Cell-type specific projection patterns promote balanced activity in cortical microcircuits

The structure of neural networks provides the stage on which their activity unfolds. Models of cerebral cortex linking connectivity to dynamics have primarily relied on probabilistic estimates of connectivity derived from paired electrophysiological recordings or single-neuron morphologies obtained by light microscopy (LM) studies.
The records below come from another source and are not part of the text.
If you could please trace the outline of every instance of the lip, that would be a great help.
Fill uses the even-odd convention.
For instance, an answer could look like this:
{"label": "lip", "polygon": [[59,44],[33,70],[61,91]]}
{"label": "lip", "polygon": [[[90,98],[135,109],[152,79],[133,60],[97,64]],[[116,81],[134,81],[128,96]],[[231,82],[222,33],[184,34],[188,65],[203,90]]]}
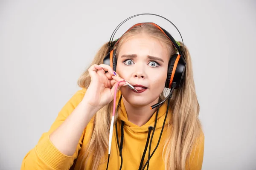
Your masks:
{"label": "lip", "polygon": [[134,87],[142,87],[142,88],[145,88],[144,89],[143,89],[143,90],[139,90],[139,91],[137,90],[137,92],[135,91],[134,91],[133,90],[132,90],[132,91],[133,91],[134,92],[135,92],[136,93],[142,93],[142,92],[145,91],[146,91],[148,89],[147,87],[145,87],[144,85],[133,85],[133,86]]}
{"label": "lip", "polygon": [[135,91],[134,90],[131,90],[131,90],[132,91],[133,91],[135,93],[140,93],[143,92],[143,91],[146,91],[147,89],[148,89],[147,88],[144,88],[144,89],[140,90],[140,91]]}
{"label": "lip", "polygon": [[145,86],[143,86],[143,85],[133,85],[133,86],[134,87],[134,86],[136,86],[136,87],[142,87],[142,88],[147,88],[147,87],[145,87]]}

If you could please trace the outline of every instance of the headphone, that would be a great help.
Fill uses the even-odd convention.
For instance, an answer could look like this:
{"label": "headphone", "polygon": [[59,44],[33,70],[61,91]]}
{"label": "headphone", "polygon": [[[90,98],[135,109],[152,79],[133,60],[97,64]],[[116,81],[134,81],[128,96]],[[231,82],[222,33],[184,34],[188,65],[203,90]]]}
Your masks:
{"label": "headphone", "polygon": [[126,33],[128,32],[131,29],[132,29],[135,26],[141,26],[142,24],[145,23],[149,23],[155,26],[160,31],[161,31],[163,33],[163,34],[164,34],[167,37],[167,38],[168,38],[168,39],[171,41],[174,48],[178,52],[178,54],[175,53],[172,55],[171,57],[170,60],[169,60],[169,62],[168,64],[167,76],[166,78],[166,81],[165,85],[165,87],[166,88],[175,89],[178,88],[179,87],[181,86],[183,81],[184,75],[186,71],[186,62],[184,57],[183,57],[183,55],[180,50],[180,46],[177,44],[177,42],[173,38],[172,36],[172,35],[171,35],[171,34],[166,30],[153,23],[139,23],[134,25],[134,26],[131,27],[119,38],[117,39],[116,41],[115,41],[116,42],[114,43],[114,44],[113,44],[113,36],[115,34],[117,29],[118,29],[119,27],[120,27],[120,26],[121,26],[125,22],[128,20],[130,20],[130,19],[133,18],[134,17],[139,15],[146,14],[153,15],[160,17],[161,18],[165,19],[166,20],[167,20],[169,23],[172,23],[172,25],[173,25],[173,26],[175,27],[175,28],[179,32],[179,33],[180,34],[180,35],[182,40],[183,44],[184,44],[183,42],[183,39],[182,39],[182,37],[181,36],[180,31],[179,31],[177,28],[175,26],[175,25],[174,25],[174,24],[172,23],[168,19],[160,15],[153,14],[145,13],[138,14],[130,17],[129,18],[125,19],[125,20],[122,21],[122,23],[119,24],[119,25],[117,26],[117,27],[116,28],[116,29],[113,32],[111,37],[108,46],[109,52],[108,53],[108,54],[106,55],[106,56],[104,57],[104,59],[103,59],[103,64],[110,65],[112,68],[113,70],[116,71],[116,69],[117,63],[117,59],[116,57],[116,50],[115,49],[113,49],[113,48],[115,46],[115,45],[116,44],[117,44],[118,43],[119,40],[122,38],[122,36]]}

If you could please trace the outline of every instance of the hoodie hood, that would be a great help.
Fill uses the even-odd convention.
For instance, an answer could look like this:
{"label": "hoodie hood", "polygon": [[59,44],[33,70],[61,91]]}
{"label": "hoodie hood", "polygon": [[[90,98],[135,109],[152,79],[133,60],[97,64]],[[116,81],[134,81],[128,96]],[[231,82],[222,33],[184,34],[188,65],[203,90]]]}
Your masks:
{"label": "hoodie hood", "polygon": [[[118,94],[118,95],[117,95]],[[121,91],[119,90],[118,93],[116,94],[116,107],[118,104],[119,99],[121,97],[122,94]],[[156,119],[156,113],[157,110],[156,109],[155,112],[153,113],[152,116],[149,120],[145,124],[142,126],[139,126],[134,124],[128,120],[126,110],[123,102],[123,98],[121,99],[120,102],[119,110],[118,110],[118,119],[119,120],[122,120],[125,122],[125,124],[126,128],[131,131],[134,133],[141,133],[146,132],[148,131],[148,127],[150,126],[154,127],[154,122]],[[163,123],[164,120],[166,109],[167,108],[167,105],[164,103],[161,105],[159,108],[158,112],[158,115],[157,116],[157,120],[156,126],[156,130],[158,128],[162,128]],[[165,125],[167,125],[170,120],[171,118],[171,114],[170,111],[168,112],[168,115],[166,118],[166,120],[165,123]]]}

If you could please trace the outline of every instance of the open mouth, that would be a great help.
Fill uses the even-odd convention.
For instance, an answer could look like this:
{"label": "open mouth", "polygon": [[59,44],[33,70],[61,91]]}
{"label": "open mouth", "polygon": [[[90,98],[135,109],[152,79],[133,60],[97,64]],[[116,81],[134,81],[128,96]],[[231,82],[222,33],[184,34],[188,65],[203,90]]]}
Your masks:
{"label": "open mouth", "polygon": [[134,92],[135,92],[136,93],[142,93],[143,91],[146,91],[148,89],[148,88],[146,88],[142,85],[134,85],[133,86],[134,87],[134,88],[135,89],[136,89],[136,90],[137,91],[136,92],[134,90],[133,90],[133,91]]}

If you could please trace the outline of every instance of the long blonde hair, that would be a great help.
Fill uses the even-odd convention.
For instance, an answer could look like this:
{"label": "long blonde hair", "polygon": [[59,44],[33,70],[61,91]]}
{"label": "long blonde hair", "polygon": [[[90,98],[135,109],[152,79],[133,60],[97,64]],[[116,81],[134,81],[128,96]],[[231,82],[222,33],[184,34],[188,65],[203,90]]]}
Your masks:
{"label": "long blonde hair", "polygon": [[[118,48],[128,38],[140,34],[145,34],[160,40],[168,48],[170,56],[175,52],[171,42],[158,28],[151,24],[144,23],[134,27],[123,35],[115,47],[117,57]],[[193,147],[196,145],[201,130],[198,117],[199,105],[195,93],[190,54],[186,47],[179,42],[187,65],[183,85],[174,91],[169,103],[169,112],[172,116],[168,127],[172,131],[166,139],[163,152],[165,169],[168,170],[185,169],[186,164],[189,164],[189,157],[192,154]],[[100,48],[90,65],[103,63],[103,59],[108,52],[108,43],[107,42]],[[80,87],[87,88],[90,82],[90,77],[87,70],[79,78],[78,83]],[[163,91],[160,100],[162,101],[164,98]],[[112,101],[99,110],[94,117],[91,140],[83,159],[87,158],[89,155],[92,157],[94,161],[93,169],[98,169],[108,147],[113,105]],[[117,116],[116,114],[116,121]],[[96,150],[97,152],[94,152]]]}

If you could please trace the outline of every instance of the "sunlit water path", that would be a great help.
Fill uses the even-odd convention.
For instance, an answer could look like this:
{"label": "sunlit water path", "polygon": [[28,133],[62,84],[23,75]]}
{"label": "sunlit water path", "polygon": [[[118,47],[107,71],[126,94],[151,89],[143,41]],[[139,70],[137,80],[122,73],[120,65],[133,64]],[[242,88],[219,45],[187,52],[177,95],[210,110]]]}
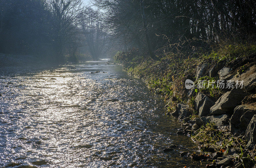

Only recently have electron microscopy (EM) data sets been processed and made available for volumes of cortex on the cubic millimeter scale, exposing the actual connectivity of neurons. Here, we construct a population-based, layer-resolved connectivity map from EM data, taking into account the spatial scale of local cortical connectivity. We compare the obtained connectivity with a map based on an established LM data set. Simulating spiking neural networks constrained by the derived microcircuit architectures shows that both models allow for biologically plausible ongoing activity when synaptic currents caused by neurons outside the network model are specifically adjusted for every population. However, differentially varying the external current onto excitatory and inhibitory populations reveals that only the EM-based model robustly exhibits biologically plausible dynamics. Our work confirms the long-standing hypothesis that a preference of excitatory neurons for inhibitory targets, not present in the LM-based model, promotes balanced activity in cortical microcircuits.